Multi tenancy not supported?

Hi Peter!

Thank you for your quick reply!

That’s great! We will solve our multi tenancy feature using the UseClientCertificateResolver-extension and some kind of cookie to determinate where the end user is coming from.

But first we need to update to latest version (Active Login, Identity Server, NET Core) to get the extension but that wont be that big of a deal 😃

Thank you for bringing us Active Login!

Regards

Would very much appreciate an example on how to correctly set this up, any code would do 😃 I can’t get the UseClientCertificateResolver-callback to execute per customer, the callback is only called once and therefore same certificate is used for all customers.

Ohh, you’ve found a bug! Thanks for reporting this. The project we are implementing multi tenancy for isn’t live yet, and we simply haven’t found this in our testing yet. It’s really sad we don’t have any unit test for this specific part, but the problem is that the callback is only triggered when making a real call to their API, so no easy way to fix that at the moment.

The problem is (what I can find out) is that ASP.NET caches the choice of certificate in the HttpMessageHandler pool. It seems to be cached by hostname, because usually you want to select cert based on hostname. But in our case we have multiple certificates for the same hostname.

Anyway, I’ll make a hotfix to fix this issue, but until that is out, could you confirm that the below code would work? UseClientCertificateResolver is only an extension method to make it easier to configure, so you can try out the code below yourself before we make the hotfix. The fix is to disable caching if you enable UseClientCertificateResolver.

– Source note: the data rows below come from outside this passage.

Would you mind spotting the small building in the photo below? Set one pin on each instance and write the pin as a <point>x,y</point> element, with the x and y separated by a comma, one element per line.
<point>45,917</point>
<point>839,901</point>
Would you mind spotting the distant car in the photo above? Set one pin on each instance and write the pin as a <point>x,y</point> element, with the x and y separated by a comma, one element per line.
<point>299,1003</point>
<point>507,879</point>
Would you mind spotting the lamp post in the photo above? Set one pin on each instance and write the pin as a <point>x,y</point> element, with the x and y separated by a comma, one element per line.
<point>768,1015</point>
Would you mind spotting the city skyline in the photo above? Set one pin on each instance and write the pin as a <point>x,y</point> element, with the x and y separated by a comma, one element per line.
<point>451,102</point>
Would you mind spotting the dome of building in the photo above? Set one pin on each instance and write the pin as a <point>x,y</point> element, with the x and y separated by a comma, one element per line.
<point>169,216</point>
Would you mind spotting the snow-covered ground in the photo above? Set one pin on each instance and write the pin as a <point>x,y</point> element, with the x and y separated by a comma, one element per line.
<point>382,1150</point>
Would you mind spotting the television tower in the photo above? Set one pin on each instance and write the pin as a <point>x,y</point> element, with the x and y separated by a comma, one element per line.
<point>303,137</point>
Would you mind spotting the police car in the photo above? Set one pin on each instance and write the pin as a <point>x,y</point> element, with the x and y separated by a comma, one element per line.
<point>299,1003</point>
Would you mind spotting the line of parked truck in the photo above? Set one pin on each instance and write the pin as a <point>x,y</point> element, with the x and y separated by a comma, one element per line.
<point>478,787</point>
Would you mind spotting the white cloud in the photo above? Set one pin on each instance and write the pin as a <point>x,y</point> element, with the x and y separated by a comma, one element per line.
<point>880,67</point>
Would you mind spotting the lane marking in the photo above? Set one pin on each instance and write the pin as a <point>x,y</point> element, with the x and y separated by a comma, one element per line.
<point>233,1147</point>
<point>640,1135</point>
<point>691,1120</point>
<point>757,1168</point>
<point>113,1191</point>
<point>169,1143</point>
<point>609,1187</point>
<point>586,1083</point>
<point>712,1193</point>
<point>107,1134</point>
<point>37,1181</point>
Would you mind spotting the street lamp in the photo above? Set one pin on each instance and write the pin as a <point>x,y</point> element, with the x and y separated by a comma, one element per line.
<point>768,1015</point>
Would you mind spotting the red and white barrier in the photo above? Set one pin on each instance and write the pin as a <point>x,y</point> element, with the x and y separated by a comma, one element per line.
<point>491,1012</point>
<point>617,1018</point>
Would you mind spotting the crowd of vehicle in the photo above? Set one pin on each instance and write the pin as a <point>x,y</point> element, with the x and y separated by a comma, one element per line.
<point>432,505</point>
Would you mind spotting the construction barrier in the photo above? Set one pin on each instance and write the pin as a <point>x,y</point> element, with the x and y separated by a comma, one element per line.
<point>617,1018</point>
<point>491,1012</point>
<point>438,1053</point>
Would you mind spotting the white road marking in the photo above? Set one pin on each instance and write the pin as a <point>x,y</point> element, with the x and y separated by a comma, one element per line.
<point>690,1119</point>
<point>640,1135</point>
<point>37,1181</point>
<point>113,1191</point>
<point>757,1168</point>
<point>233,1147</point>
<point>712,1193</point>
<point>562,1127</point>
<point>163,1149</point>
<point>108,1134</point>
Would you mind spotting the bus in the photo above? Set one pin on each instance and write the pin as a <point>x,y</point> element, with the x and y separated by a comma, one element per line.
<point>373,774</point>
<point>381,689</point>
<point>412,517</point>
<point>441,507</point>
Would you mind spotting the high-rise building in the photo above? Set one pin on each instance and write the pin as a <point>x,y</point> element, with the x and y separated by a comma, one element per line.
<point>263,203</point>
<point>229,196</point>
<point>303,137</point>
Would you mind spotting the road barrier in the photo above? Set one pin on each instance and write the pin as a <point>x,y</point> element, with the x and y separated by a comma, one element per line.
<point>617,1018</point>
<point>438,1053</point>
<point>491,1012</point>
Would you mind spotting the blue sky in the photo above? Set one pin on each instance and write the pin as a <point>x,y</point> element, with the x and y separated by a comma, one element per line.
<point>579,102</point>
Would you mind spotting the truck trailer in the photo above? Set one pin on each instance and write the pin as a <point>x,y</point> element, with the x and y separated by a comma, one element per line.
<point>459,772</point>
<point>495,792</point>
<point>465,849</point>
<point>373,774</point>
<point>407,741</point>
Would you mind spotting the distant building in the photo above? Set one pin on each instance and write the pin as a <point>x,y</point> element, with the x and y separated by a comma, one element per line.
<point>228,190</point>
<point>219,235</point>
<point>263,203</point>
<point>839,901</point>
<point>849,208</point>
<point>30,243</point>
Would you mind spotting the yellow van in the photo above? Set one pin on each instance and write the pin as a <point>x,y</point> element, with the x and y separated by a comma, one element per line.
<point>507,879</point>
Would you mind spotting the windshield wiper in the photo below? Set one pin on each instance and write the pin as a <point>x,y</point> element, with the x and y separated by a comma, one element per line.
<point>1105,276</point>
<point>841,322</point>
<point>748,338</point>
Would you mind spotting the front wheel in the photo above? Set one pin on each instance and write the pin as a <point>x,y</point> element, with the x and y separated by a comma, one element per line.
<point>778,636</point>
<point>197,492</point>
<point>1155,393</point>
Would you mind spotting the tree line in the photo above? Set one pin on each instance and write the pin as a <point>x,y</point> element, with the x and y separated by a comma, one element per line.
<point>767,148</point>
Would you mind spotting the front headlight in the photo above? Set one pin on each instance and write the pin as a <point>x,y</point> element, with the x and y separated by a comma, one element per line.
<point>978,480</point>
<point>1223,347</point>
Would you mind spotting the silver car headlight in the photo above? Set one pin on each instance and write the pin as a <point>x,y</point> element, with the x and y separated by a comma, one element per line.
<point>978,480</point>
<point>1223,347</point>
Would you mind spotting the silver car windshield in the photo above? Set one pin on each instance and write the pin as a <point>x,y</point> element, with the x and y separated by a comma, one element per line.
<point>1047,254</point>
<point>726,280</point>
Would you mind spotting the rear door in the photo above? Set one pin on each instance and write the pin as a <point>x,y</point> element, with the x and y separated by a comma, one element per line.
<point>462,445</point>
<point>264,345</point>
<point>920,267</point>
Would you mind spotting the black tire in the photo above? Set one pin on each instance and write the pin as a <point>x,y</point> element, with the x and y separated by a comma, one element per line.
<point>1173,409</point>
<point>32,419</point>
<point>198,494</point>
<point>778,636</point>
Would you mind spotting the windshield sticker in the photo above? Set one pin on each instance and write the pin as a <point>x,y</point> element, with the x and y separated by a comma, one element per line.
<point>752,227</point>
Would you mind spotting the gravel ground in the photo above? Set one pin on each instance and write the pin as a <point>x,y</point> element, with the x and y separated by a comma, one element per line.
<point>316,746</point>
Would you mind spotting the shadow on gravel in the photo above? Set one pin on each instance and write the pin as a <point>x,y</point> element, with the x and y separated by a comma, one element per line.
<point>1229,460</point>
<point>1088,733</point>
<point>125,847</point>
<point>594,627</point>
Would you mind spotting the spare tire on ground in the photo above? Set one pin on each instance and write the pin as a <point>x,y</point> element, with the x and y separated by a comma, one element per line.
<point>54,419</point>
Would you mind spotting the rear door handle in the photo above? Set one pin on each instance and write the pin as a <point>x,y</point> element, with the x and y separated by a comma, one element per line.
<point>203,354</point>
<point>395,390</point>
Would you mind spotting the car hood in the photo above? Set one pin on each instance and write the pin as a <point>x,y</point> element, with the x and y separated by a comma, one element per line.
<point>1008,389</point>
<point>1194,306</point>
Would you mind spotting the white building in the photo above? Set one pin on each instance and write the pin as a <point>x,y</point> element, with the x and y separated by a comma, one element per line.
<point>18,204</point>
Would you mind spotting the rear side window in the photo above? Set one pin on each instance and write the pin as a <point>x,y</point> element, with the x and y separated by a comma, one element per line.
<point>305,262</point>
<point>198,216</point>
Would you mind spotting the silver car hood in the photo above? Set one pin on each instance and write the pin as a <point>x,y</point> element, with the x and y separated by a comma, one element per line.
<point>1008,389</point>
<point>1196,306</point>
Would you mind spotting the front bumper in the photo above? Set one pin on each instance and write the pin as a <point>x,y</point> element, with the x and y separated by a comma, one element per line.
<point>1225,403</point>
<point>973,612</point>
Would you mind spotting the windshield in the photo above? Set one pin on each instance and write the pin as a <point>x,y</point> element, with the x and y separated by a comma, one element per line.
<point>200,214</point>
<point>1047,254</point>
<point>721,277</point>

        public static IBankIdBuilder UseClientCertificateResolver(this IBankIdBuilder builder, Func<ServiceProvider, X509CertificateCollection, string, X509Certificate> configureClientCertificateResolver)
        {
            builder.ConfigureHttpClientHandler(httpClientHandler =>
            {
                var services = builder.AuthenticationBuilder.Services;
                var serviceProvider = services.BuildServiceProvider();

                httpClientHandler.PooledConnectionLifetime = TimeSpan.Zero;
                httpClientHandler.SslOptions.LocalCertificateSelectionCallback =
                    (sender, host, certificates, certificate, issuers) => configureClientCertificateResolver(serviceProvider, certificates, host);
            });

            return builder;
        }

It’s not optimal, but the best/inly solution with current architecture. I’ve had a brief discussion with a colleague and for version 5 or similar we’d like to rearchitechture the solution to allow for a IBankIdClientFactory that you can override and provide different clients for different tenants.

If you confirm that the above works, I’ll try to find time this week to release the hotfix.